Na Suécia, as autoridades locais cooperam com o Integrationsverket (Serviço Nacional de Integração) na gestão de programas de introdução, formação linguística e apoio aos imigrantes recém-chegados na procura de emprego.

Na Dinamarca foram criados sistemas de orientação e uma rede de apoio para as mulheres oriundas de minorias étnicas que perderam o contacto com as respectivas famílias na sequência de casamentos forçados. As mulheres em questão recebem apoio prático e orientação para ingresso numa actividade educativa ou de formação profissional ou para procura de emprego.

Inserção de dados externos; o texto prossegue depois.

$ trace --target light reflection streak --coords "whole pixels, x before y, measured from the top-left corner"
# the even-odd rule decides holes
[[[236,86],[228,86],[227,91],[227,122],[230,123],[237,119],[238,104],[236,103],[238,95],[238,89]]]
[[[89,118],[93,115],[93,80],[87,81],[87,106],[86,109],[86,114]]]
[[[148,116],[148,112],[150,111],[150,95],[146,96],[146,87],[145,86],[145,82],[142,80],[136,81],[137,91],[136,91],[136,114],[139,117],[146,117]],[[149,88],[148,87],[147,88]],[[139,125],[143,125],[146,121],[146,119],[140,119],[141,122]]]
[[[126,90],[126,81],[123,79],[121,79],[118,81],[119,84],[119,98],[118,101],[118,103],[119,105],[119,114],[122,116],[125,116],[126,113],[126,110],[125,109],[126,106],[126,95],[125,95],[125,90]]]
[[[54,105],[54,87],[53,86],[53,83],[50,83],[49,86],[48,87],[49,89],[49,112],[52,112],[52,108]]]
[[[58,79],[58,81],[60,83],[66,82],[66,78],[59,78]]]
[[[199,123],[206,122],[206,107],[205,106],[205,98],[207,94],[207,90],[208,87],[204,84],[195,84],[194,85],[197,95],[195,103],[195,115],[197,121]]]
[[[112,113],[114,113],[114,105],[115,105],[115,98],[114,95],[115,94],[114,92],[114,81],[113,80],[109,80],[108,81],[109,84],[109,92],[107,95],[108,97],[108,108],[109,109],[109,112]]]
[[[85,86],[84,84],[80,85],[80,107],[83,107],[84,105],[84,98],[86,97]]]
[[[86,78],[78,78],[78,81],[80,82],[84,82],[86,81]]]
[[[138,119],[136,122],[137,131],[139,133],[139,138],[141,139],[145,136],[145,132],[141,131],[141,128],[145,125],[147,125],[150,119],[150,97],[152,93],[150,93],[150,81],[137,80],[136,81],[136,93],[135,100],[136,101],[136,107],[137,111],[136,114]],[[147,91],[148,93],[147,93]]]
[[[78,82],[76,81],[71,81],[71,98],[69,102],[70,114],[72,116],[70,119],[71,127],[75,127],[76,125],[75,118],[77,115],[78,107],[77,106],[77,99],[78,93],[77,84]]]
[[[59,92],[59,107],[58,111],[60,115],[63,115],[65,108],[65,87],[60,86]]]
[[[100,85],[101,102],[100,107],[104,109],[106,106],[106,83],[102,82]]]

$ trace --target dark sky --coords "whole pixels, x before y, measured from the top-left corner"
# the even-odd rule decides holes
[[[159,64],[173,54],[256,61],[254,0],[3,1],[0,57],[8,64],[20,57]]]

Em 2002, o governo dinamarquês lançou o programa “Espaços urbanos para todos” que envolve cinco projectos de quatro anos com incidência na integração de novos refugiados e imigrantes em programas de habitação.

O Governo Federal Belga deu o seu apoio aos “Planos de Diversidade” em empresas e em certos departamentos da função pública.

Na Alemanha, no Land da Renânia do Norte-Vestefália, foi lançada em Junho de 2002 uma campanha de informação “Imigrantes: uma oportunidade para as empresas e a administração”, com o objectivo de melhorar a situação dos jovens de famílias imigrantes, dando-lhes perspectivas de formação e de trabalho. Em Berlim, foi lançado um segundo projecto “Berlim - Cidade da Diversidade” com o objectivo de introduzir nas escolas e serviços de saúde a aquisição de competências em matéria de diversidade e nãodiscriminação.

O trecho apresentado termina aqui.